Sembra che gli italiani abbiano problemi a seguire un film con i sottotitoli: difficile guardare le immagini e lanciare anche un occhio al testo. Se poi ci metti la respirazione, la digestione, le unghie da rosicchiare, il chewingum da masticare, il popcorn tra i denti. Multitasking non si nasce (ma lo si può diventare).
La cosa che più mi infastidisce del doppiaggio, è che le scene vengono nuovamente recitate da attori che la produzione non ha minimamente scelto (sono i distributori italiani che si occupano di far doppiare il film straniero). E io mi chiedo: perché mai al posto di Denzel Washington e George Clooney avrebbero dovuto scritturare il pur bravo Pannofino? E Mark Hammill in "Guerre Stellari"? No, via Hammill! Noi vogliamo Claudio Capone!

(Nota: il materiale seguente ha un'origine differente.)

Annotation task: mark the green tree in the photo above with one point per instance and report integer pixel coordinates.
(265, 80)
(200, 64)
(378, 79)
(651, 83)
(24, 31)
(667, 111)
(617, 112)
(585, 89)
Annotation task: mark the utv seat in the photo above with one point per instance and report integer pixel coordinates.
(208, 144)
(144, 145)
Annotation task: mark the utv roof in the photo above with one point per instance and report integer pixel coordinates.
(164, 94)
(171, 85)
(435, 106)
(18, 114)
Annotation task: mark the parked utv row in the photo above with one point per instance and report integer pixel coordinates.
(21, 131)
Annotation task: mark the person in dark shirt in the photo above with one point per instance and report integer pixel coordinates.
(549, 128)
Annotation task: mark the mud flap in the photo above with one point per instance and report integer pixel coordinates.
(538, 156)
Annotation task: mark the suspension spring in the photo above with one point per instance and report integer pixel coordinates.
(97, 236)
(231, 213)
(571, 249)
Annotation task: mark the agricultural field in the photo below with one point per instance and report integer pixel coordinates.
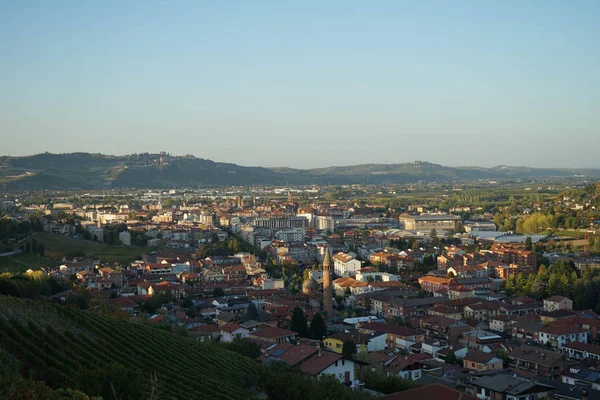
(22, 262)
(115, 359)
(58, 246)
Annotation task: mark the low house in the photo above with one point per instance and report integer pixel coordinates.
(205, 332)
(543, 362)
(404, 368)
(273, 335)
(433, 392)
(480, 339)
(558, 336)
(327, 363)
(500, 323)
(446, 329)
(479, 361)
(508, 387)
(365, 343)
(125, 304)
(230, 331)
(558, 303)
(580, 350)
(291, 354)
(482, 311)
(398, 337)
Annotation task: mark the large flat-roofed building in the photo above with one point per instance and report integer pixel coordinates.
(429, 222)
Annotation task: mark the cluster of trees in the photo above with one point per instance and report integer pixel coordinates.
(19, 229)
(388, 384)
(33, 247)
(229, 247)
(30, 286)
(562, 278)
(281, 382)
(317, 329)
(535, 223)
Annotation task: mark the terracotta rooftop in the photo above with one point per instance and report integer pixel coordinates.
(430, 392)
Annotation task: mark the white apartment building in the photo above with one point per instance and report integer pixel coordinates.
(325, 223)
(291, 235)
(345, 265)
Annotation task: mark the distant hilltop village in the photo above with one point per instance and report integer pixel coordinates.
(471, 292)
(85, 171)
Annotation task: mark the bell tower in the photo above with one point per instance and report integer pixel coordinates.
(327, 295)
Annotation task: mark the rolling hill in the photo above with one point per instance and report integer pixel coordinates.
(97, 171)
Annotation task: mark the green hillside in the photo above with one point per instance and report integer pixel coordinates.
(98, 171)
(103, 356)
(58, 246)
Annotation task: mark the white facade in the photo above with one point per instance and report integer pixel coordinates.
(377, 343)
(325, 223)
(229, 336)
(272, 284)
(291, 235)
(342, 369)
(377, 277)
(412, 375)
(560, 340)
(346, 267)
(125, 238)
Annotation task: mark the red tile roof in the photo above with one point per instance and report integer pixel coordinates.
(388, 328)
(316, 363)
(430, 392)
(273, 332)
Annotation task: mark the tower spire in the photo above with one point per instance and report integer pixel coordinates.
(327, 295)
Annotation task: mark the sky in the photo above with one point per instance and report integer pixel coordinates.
(305, 84)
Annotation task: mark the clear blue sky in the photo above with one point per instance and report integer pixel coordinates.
(305, 83)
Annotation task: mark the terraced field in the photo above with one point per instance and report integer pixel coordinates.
(57, 246)
(115, 359)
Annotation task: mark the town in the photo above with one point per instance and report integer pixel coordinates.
(462, 293)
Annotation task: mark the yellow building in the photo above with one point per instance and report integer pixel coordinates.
(336, 341)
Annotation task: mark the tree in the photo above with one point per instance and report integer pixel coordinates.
(298, 323)
(317, 327)
(349, 349)
(502, 354)
(251, 313)
(451, 358)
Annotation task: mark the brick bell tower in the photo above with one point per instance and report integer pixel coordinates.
(327, 297)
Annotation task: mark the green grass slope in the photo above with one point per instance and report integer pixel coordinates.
(103, 356)
(58, 246)
(22, 262)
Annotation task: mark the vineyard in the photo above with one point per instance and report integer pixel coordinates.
(102, 356)
(58, 246)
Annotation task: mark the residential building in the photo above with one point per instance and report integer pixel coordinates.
(429, 222)
(479, 361)
(558, 336)
(508, 387)
(557, 303)
(345, 264)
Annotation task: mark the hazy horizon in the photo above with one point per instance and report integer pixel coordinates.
(305, 85)
(557, 166)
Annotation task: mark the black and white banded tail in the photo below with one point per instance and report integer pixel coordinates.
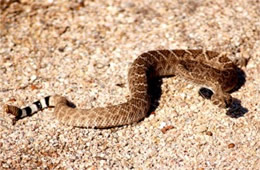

Il regista del film, in particolare, non ha alcun controllo sulla recitazione dei doppiatori. Lui, magari si era fatto un mazzo così a dirigere gli attori scritturati. Aveva scelto un certo tipo di stile, di taglio, di "impronta" da dare al film che porta la sua firma. Aveva rifatto le scene che non lo convincevano e agli attori gliele aveva fatte ripetere fino a che non catturava ciò che stava cercando, ciò che voleva "tirare fuori" dai suoi interpreti. Chissà quante volte sul set di "Forrest Gump", il regista Zemeckis avrà detto a Tom Hanks: "Aspetta Tom, questa la rifacciamo!".
Bene, tutto questo non conta. In Italia chi dirige la sala doppiaggio, rifà il lavoro di Zemeckis, di Scott, di Nolan, alla facciazza loro.
Ogni volta che vedo un film doppiato, mi viene da pensare che è come se si andasse a "vedere" Bob Dylan che canta sul palco con il microfono spento, mentre Peppino-pizza-fichi-e-rocknroll, dalla regia, canta "Blowin' in the Wind" in italiano.
Giusto. Questa è una cosa che nessuno farebbe mai. Agli italiani sta bene non capire un tubo di cosa dice una canzone, ma l'artista che la propone, lo segue e dice pure che è il suo preferito. Per molti non conta il testo, ma solamente la musica e il gramelot che producono quando tentano di canticchiarla.
Il film invece no, va doppiato, e chissenefrega degli attori che hanno frequentato arte drammatica, hanno studiato tecniche di recitazione e training vocale e sono artisti internazionali. Perché si crede sempre che la recitazione sia "fare le faccine davanti alla cinepresa", mentre invece l'impostazione della voce, che porta via anni di studio, non conta nulla. Molti citano Robert De Niro o Al Pacino tra i loro attori preferiti, spesso, senza averli mai sentiti recitare.
Poco tempo fa Susan Sarandon era ospite in qualche trasmissione serale, durante la quale hanno passato alcuni spezzoni (doppiati) dei grandi film da lei interpretati. Il suo commento, tra il serio e il faceto, è stato lo stesso di tutti i suoi colleghi quando vengono in Italia: "Non sapevo di parlare l'italiano così bene!". E ho colto un leggero fastidio, nel vedere per l'ennesima volta, che il suo lavoro veniva cancellato e rifatto da uno sconosciuto.